4. Chronik, B.A. & Rutt, B.K. Simple linear formulation for magnetostimulation specific to MRI gradient coils. Magn Reson Med 45, 916-919 (2001).
5. Davids, M., et al. Peripheral nerve stimulation informed design of a high-performance asymmetric head gradient coil. Magn Reson Med 90, 784-801 (2023).
Figures
Figure 3. A. H12 gradient design, showing wire patterns for X, Y and Z gradients.

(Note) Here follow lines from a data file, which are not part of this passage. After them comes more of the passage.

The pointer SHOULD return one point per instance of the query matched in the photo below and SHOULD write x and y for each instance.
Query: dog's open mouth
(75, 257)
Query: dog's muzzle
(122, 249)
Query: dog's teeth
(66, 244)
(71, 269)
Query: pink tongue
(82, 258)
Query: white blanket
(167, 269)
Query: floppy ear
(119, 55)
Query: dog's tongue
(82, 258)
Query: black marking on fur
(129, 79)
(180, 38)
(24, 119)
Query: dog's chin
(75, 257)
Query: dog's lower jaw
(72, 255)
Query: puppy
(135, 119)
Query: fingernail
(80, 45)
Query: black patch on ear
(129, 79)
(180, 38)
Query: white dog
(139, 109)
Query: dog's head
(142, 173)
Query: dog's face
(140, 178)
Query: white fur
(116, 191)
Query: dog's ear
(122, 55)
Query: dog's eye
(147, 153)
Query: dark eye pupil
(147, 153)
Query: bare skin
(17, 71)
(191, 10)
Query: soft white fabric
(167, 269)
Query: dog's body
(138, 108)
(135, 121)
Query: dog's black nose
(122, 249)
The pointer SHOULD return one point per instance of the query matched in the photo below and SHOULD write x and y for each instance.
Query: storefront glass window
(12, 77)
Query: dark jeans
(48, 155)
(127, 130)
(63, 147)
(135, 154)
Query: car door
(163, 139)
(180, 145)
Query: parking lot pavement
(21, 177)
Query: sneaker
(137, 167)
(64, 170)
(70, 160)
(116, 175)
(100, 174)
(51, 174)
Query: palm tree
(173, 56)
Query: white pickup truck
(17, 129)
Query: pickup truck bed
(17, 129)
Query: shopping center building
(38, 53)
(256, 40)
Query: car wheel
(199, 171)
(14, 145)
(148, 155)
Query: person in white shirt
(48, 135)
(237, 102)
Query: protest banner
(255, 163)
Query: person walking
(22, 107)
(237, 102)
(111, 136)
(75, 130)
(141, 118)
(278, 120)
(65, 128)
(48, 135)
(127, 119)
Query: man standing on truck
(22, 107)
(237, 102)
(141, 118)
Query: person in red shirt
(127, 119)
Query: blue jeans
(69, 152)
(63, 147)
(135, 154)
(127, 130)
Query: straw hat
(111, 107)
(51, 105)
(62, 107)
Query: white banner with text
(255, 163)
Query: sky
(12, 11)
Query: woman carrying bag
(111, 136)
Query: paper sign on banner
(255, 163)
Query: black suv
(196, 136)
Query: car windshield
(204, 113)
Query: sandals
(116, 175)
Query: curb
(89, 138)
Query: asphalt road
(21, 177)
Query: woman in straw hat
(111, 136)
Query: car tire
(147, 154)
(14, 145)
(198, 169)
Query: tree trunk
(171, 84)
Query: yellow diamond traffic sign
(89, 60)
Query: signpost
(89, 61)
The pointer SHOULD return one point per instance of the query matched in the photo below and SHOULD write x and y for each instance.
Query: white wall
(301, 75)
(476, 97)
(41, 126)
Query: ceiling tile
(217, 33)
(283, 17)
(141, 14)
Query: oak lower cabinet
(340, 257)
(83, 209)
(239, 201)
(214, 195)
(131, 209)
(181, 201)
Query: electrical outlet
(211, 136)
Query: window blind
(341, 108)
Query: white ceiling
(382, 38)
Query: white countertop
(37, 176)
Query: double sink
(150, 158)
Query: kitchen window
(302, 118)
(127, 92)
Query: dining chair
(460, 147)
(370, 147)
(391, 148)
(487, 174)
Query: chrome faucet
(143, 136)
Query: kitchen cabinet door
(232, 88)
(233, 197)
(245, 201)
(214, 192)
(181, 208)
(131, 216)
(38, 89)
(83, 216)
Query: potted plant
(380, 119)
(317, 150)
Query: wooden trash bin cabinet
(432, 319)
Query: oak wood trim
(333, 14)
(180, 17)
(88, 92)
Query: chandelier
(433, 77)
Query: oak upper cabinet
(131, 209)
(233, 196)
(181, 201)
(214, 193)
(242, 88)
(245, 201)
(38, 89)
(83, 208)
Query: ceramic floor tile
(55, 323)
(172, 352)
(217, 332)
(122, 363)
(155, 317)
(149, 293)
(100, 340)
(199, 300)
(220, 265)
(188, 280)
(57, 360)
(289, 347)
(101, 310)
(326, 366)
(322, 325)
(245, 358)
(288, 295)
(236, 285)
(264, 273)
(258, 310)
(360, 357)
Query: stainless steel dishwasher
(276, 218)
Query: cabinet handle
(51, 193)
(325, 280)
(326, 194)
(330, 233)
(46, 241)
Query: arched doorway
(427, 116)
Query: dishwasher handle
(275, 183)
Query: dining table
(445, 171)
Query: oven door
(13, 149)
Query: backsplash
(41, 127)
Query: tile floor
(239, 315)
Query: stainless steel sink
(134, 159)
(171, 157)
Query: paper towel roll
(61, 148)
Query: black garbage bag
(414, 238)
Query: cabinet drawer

Electric field is mapped onto the surface of a 50th percentile male body model, and the spatial peak value Emax is shown. B. Emax-predicted PNS thresholds for H12 (blue dotted) compared to measured thresholds for the Siemens Impulse gradient (teal solid), and the measured and Emax-predicted thresholds for two other head gradients built by our group, LH7 (red) and H3 (purple) as well as a generic body gradient (cyan).
Figure 5. A. CAD design: Construction of H12 starts with a wholly 3D-printed inner shell with integrated rungs that locate the X primary windings, as shown. Remaining layers are built radially outward by laying new rungs directly onto the previous layer, and winding each conductor layer into those new rungs. Conductors consist of 6.5mm OD hollow copper for all axes. B. As-built X-primary layer: Photo shows 3D-printed inner shell with first half of X-primary layer wound.